In realtà, dovrebbero essere gli italiani a vergognarsi. Quelli che, per intenderci, stanno ai piani alti dei ministeri. Il Centro di accoglienza di Lampedusa è un lager. Duemilaseicento gli immigrati ammassati come bestie in una struttura angusta che ne potrebbe ricevere solo ottocento. Condizioni igieniche pessime: scarseggia il cibo e manca l’acqua ma, nonostante tutto, il morale è alto. Per tutte queste persone, essere arrivati vivi in Italia è già un gran bel traguardo. Solo l’altro giorno, infatti, un cadavere è stato restituito dalle onde sulla costa di Pantelleria, altra isola in mezzo al Canale di Sicilia. Un tratto di mare che il maltempo dei giorni scorsi ha spazzato violentemente con esiti tragici. Nella notte tra il 14 e il 15 marzo, infatti, un barcone si è ribaltato ed è andato a fondo. Una quarantina i morti, mai recuperati, mentre in cinque si sono salvati aggrappandosi a dei legni e lottando tutta la notte contro il freddo, il buio e i pesci che gli mordevano le mani.
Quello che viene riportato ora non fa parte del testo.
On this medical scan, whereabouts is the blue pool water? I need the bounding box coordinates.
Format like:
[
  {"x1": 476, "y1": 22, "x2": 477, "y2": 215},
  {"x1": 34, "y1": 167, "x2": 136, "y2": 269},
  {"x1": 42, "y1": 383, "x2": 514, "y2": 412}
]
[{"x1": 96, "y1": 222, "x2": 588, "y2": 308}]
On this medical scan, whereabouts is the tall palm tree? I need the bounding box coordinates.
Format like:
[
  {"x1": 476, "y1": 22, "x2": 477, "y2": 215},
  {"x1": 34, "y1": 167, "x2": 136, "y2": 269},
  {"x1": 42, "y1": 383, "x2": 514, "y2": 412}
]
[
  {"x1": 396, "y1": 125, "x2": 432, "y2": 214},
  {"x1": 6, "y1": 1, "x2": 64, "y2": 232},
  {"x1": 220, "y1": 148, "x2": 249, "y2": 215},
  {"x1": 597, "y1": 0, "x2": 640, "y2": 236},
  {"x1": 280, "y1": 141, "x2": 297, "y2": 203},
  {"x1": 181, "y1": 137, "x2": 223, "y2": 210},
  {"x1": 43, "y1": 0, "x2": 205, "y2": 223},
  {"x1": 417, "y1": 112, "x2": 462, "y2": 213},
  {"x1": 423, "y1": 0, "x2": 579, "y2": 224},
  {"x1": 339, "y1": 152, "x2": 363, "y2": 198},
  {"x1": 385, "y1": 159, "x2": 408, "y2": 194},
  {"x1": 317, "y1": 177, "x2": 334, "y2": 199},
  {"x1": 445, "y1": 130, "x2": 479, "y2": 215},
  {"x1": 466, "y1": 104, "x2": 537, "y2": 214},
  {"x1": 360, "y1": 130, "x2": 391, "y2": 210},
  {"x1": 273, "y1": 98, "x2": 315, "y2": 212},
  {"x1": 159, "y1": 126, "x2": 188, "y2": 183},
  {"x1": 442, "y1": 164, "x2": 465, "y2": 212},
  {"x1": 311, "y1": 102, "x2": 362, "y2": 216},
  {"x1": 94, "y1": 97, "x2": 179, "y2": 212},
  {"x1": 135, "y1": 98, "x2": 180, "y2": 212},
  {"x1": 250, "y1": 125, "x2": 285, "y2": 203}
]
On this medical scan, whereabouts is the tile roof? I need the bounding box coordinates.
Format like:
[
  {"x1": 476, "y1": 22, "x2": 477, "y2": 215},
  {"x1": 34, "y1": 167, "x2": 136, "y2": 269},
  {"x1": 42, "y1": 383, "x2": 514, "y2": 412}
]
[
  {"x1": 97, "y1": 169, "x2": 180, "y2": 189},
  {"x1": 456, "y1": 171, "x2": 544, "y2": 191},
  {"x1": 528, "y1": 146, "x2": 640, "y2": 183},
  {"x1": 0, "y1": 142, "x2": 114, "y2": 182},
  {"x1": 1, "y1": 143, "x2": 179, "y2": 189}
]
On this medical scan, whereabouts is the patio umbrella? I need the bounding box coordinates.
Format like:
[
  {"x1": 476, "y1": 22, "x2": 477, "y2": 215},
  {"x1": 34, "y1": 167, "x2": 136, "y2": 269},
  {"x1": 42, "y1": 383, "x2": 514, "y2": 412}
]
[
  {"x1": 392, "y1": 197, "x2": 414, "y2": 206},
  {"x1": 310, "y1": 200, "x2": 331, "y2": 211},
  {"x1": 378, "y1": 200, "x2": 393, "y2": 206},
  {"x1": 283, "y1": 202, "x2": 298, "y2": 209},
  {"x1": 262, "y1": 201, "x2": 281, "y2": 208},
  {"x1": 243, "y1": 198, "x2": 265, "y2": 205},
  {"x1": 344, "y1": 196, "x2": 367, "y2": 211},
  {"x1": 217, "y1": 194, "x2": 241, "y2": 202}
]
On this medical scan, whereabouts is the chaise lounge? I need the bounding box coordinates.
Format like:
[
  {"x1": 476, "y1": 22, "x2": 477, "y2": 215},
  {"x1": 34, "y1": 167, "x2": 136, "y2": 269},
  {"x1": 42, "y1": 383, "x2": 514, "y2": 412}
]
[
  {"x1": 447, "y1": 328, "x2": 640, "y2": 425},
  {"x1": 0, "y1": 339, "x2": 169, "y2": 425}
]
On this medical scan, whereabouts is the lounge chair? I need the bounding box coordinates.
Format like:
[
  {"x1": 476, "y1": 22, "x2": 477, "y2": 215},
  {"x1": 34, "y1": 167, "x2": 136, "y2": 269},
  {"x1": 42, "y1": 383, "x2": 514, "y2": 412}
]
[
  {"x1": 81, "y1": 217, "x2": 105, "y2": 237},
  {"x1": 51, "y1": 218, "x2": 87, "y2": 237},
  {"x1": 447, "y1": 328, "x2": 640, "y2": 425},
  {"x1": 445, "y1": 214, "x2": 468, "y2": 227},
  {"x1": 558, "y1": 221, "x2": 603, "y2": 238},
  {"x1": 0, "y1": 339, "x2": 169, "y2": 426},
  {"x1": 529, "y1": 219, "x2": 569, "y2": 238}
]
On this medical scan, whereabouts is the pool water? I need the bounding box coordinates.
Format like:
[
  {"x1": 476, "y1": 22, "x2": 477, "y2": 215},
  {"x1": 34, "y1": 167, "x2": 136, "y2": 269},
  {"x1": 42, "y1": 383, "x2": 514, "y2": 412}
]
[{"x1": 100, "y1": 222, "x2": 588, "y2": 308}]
Di fronte a tutto questo orrore, il governo italiano risponde miseramente. A Lampedusa si vorrebbero fare due tendopoli, da cinquecento posti ciascuna, e per fare questo è stato inviato l’esercito. La popolazione locale si è opposta fermamente perché tutti i lampedusani, dai più progressisti ai più sensibili alle ragioni del quieto vivere, scorgono in questa operazione il pericolo di una trasformazione dell’isola in un lager a cielo aperto: una prospettiva nefasta sia per chi ha a cuore i diritti umani, sia per chi bada al portafogli e teme gravi ripercussioni sulla stagione turistica in un territorio in cui praticamente tutti vivono di questo. In questa miscela esplosiva si innesta l’atavica frustrazione di una comunità che si è sempre sentita ignorata dallo Stato centrale, e che oggi torna a sentirsi sfruttata solo come terra di frontiera. Nel momento in cui scriviamo, infatti, un centinaio di lampedusani sta addirittura impedendo l’attracco di una motovedetta della Capitaneria di porto con a bordo 116 immigrati soccorsi al largo.
In Sicilia, infine, è stato inaugurato il “Residence degli aranci” a Mineo, in provincia di Catania. Vi troveranno posto duemila richiedenti asilo (o forse più). Le prime deportazioni a Mineo saranno fatte dai Centri di Caltanissetta, Trapani, Crotone, Bari, Foggia. Un’enorme struttura, quella di Mineo, ipocritamente ribattezzata “Villaggio della Solidarietà”, in cui convogliare tutti i richiedenti asilo che vivono nei centri Cara di tutta Italia. L’obiettivo? Convertire quei centri in Cie – Centri di Identificazione ed Espulsione – dove internare i tunisini di Lampedusa.